The contract ran until the end of 2006. A study was also undertaken regarding the procurement of ethanol vehicles, including vehicle manufacturers and potential buyers. At the time of implementation, there was only one ethanol vehicle available on the Swedish market although the number of fuelling stations was relatively high (100 in Sweden, 15 of them in Stockholm). Since Swedish production of ethanol was increasing, it was essential to introduce a range of ethanol vehicles onto the market: without them, existing investments in fuelling stations and production plants would be wasted.
In a second step, a tool for disseminating information about clean vehicles was established in cooperation with the environmental manager at Swedish Television. Members of the so-called Network of Clean Drivers are companies in Stockholm that have at least one clean vehicle. They act as a strong body to increase the infrastructure for alternative fuels. A press conference was arranged at which the director of Swedish Television and four managers signed an agreement to join the Trendsetter project and the Clean Vehicle Network, committing them to purchase at least one clean vehicle. Members also undertook to spread knowledge about clean vehicles through clearly visible stickers and to collect and report data on maintenance costs and fuel consumption. Such data are essential for the further promotion of clean vehicles.

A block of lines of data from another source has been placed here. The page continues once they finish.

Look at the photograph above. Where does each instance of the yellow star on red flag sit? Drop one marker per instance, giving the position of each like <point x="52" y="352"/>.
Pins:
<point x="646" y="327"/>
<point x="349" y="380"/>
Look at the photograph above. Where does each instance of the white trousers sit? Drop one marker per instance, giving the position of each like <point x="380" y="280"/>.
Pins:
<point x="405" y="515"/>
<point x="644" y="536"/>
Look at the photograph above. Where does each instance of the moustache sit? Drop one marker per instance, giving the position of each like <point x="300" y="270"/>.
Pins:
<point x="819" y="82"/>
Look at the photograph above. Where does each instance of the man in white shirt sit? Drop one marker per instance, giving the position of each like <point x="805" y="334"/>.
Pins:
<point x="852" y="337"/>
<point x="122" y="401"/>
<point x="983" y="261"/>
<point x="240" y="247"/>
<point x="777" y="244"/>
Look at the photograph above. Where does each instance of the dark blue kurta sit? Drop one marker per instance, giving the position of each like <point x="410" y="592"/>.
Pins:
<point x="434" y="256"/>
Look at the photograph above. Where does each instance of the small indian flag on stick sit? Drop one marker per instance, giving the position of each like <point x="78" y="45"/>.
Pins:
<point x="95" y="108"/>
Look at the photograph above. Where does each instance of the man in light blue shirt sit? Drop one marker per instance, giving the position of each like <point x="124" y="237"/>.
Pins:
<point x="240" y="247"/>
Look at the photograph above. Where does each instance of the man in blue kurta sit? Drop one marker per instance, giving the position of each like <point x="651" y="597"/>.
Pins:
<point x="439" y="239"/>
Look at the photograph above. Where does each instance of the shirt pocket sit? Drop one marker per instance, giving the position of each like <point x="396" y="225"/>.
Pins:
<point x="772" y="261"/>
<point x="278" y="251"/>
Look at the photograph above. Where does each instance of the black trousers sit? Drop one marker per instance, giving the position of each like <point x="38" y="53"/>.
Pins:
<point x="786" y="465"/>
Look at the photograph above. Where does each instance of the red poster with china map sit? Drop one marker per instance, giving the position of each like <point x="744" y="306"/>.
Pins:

Through the Network of Clean Drivers, a total of 206 clean vehicles were introduced. The most popular models were the Toyota Prius (151 cars), Volvo Bi-Fuel (33 cars) and Mercedes Sprinter (five vans). The remaining 17 vehicles were various biogas cars and vans and one electric lorry.
The provision of subsidies to cover part of the additional cost of clean vehicles was an effective way of spreading the concept of clean vehicles. The press release on the Trendsetter subsidy available to companies in Stockholm created some 15 news articles during a period of six months, a very successful result according to PR experts. Hundreds of phone calls were also generated, giving the opportunity to provide tailor-made advice on clean vehicles to potential buyers.
Small companies were generally easier to reach than large fleet owners. This was due to the fact that the economic benefit of the subsidy was more important for small companies than for large fleet owners, such as taxi companies, that can normally obtain fairly low prices when buying large quantities. A subsidy is therefore an effective way to spread the use of clean vehicles to many different users, although large transport companies are difficult to reach via subsidies alone and other incentives, such as environmental requirements in public procurement, are necessary.
The technical evaluation of the vehicles operating within the framework of this measure shows that costs for maintenance and fuel are about the same for clean vehicles as for vehicles running on petrol or diesel.
The number of clean vehicles increased in private companies and among the general public due to a combination of lowered prices and subsidies. As a result of the measure, the share of energy from alternative fuels rose by 4,630 Tj per year and fossil-fuel carbon dioxide emissions fell by 430 tonnes per year and 100 g per vehicle kilometre per year.